Appellants contend that respondents' evidence failed to prove the elements of an adverse possession of the disputed property; that "pasturing of cattle or cutting of timber under the circumstances * * * are not sufficient to establish adverse possession"; that the 10-year statute of limitations could not have started to run until October 3, 1957, and thus the suit filed November 3, 1966, was premature; that "exercise of control over the east 300 feet would not have been an exercise of control on the remaining acreage to the west."

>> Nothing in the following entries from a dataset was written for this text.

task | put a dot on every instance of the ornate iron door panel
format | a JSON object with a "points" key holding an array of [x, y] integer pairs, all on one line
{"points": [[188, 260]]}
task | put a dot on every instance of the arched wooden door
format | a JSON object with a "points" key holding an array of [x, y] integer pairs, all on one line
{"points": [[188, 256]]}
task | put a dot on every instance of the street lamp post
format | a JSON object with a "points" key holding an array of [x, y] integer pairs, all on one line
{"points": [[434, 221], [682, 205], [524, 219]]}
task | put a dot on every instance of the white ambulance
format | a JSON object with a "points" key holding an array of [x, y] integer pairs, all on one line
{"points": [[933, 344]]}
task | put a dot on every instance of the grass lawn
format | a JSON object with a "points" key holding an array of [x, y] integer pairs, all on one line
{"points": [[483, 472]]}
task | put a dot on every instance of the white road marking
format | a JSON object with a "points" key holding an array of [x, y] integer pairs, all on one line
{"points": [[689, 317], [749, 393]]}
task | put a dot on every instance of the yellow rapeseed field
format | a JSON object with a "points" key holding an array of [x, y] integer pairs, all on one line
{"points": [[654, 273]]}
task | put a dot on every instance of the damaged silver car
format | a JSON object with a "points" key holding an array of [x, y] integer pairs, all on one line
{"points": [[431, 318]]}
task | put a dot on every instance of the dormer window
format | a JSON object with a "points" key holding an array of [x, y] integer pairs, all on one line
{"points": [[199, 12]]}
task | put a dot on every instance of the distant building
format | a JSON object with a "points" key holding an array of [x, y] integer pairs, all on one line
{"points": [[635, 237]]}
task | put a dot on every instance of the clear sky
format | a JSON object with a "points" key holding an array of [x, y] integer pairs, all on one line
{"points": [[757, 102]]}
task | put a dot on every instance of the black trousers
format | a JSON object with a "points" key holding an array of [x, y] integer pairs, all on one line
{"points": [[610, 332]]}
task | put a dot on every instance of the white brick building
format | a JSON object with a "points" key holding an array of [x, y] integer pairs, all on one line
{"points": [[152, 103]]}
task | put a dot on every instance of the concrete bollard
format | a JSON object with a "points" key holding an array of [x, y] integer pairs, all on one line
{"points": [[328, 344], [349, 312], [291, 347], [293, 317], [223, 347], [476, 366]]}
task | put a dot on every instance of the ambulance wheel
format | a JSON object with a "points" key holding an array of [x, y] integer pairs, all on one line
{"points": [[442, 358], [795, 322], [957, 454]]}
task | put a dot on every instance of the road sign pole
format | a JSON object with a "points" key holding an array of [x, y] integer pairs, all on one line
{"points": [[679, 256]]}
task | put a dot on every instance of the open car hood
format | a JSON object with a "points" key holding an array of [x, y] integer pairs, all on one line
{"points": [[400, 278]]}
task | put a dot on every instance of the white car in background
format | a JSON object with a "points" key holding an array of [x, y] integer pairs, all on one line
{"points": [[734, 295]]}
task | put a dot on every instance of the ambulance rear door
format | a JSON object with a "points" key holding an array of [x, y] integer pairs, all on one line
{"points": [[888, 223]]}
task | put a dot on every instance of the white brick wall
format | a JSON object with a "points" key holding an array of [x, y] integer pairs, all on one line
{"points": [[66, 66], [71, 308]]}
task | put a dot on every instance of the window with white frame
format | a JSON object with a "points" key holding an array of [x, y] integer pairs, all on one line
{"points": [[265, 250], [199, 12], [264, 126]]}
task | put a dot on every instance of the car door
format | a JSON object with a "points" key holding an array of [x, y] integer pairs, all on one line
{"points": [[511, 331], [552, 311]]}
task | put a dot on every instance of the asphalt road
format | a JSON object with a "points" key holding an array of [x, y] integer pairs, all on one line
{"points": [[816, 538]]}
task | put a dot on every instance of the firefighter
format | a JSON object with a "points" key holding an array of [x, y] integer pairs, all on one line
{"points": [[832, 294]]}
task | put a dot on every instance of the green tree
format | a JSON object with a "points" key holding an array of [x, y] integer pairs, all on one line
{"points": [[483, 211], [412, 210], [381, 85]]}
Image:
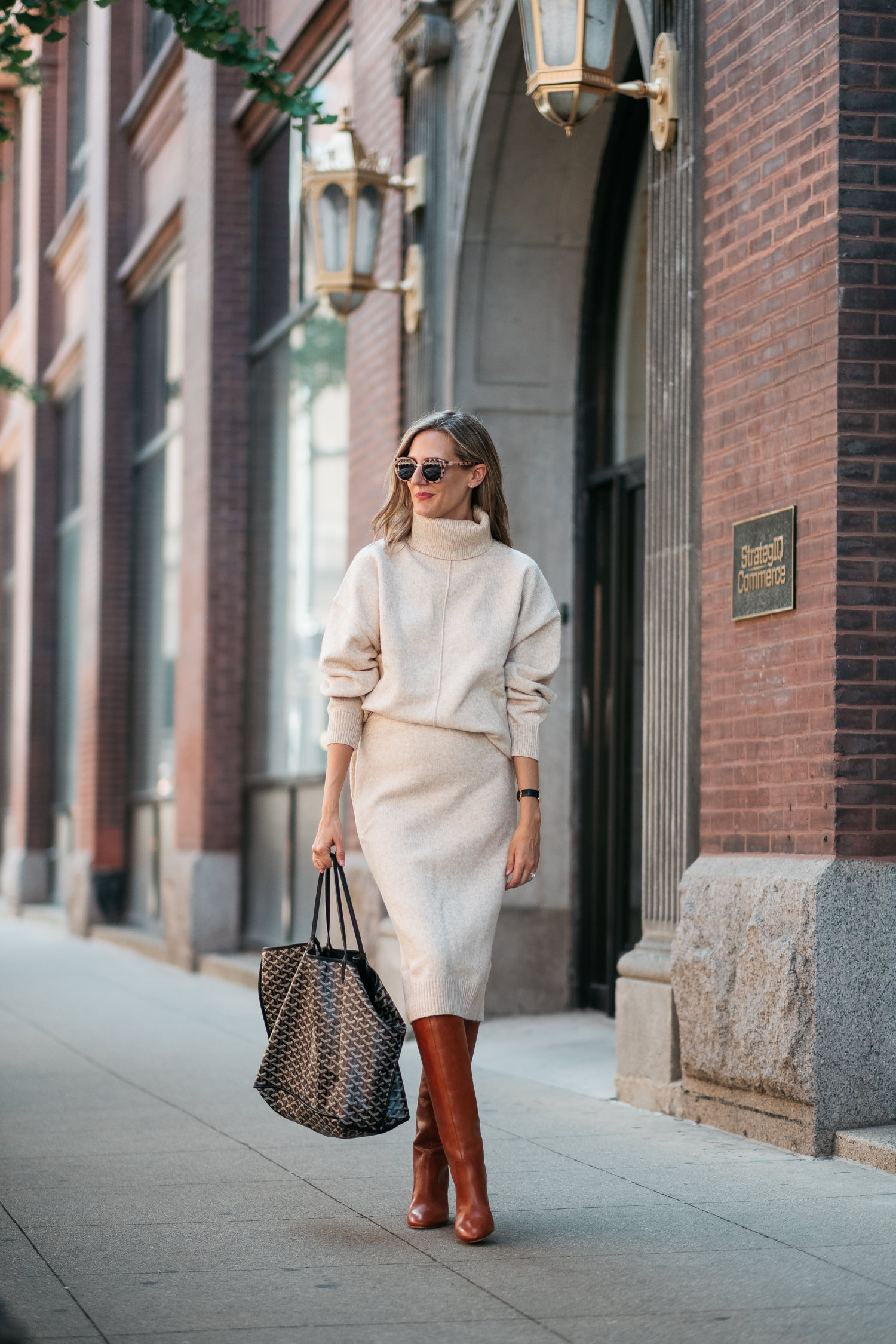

To accomplish an effective adverse possession, the possession must be hostile and under claim of right, actual, open and notorious, exclusive, and continuous; and the burden of proving these five elements and their concurrent existence for ten years prior to commencement of the action to perfect title is on the party claiming title by adverse possession. Moss v. James, Mo., 411 S.W.2d 104, 106 [1, 2]; Section 516.010, V.A.M.S. See also Horton v. Gentry, 357 Mo. 694, 210 S.W.2d 72, 75 ; Brown v. Chapman, Mo., 163 S.W.2d 920, 922 ; 2 C.J.S. Adverse Possession § 8. "The term, adverse possession, designates `a possession in opposition to the true title and real owner, and it implies that it commenced in wrong, by ouster or disseisin, and is maintained against right. The law, on the contrary, presumes that every possession is rightful, and consistent with, not in opposition or "adverse" to, title and ownership. A party, therefore, who relies upon "adverse possession," in order to rebut this presumption of possession consistent with the title of the real owner, must prove his possession to be "adverse" to the title set up * * *; that is, he must show the actual knowledge of the real owner that he claims in opposition and defiance of his title, or he must show such an occupancy and user, so open and notorious and inconsistent with, as *263 well as injurious to, the rights of the true owner, that the law will authorize, from such facts, the presumption of such knowledge by the true owner. It is not the mere occupancy or possession which must be known to the true owner to prejudice his rights, but its "adverse" character.'" Hilgert v. Werner, 346 Mo. 1171, 145 S.W.2d 359, 361 [3, 4].
Was respondents' claim hostile under claim of right?
Tillman v. Hutcherson, 348 Mo. 473, 154 S.W.2d 104, 109 [9, 10], considered this element of adverse possession: "* * * if either owner claimed to the fence unconditionally his possession was adverse, regardless of his reason, so long as it was actual, open, notorious, exclusive, continuous and under hostile claim of ownership, not necessarily claim of right in the sense of moral right, or even prior legal right. In fact the term `adverse possession' implies a commencement in wrong against right by ouster. * * * Even a tortious possession by trespass may ripen into a title by adverse possession. The claim of ownership may be only `pretended' or `asserted.' * * * Neither was it necessary that * * * claim be `independent of the fence.' Color of title is not necessary under the ten-year statute of limitations." Under this authority, in absence of record title and without knowledge prior to 1966 that their deed did not describe all the land north of the east-west fence, respondents' unconditional claim of ownership of land to the fence as evidenced by occupation, clearing, farming, pasturing, and erecting improvements on the disputed area constitutes hostile possession under claim of right in the sense of "pretended" or "asserted" ownership.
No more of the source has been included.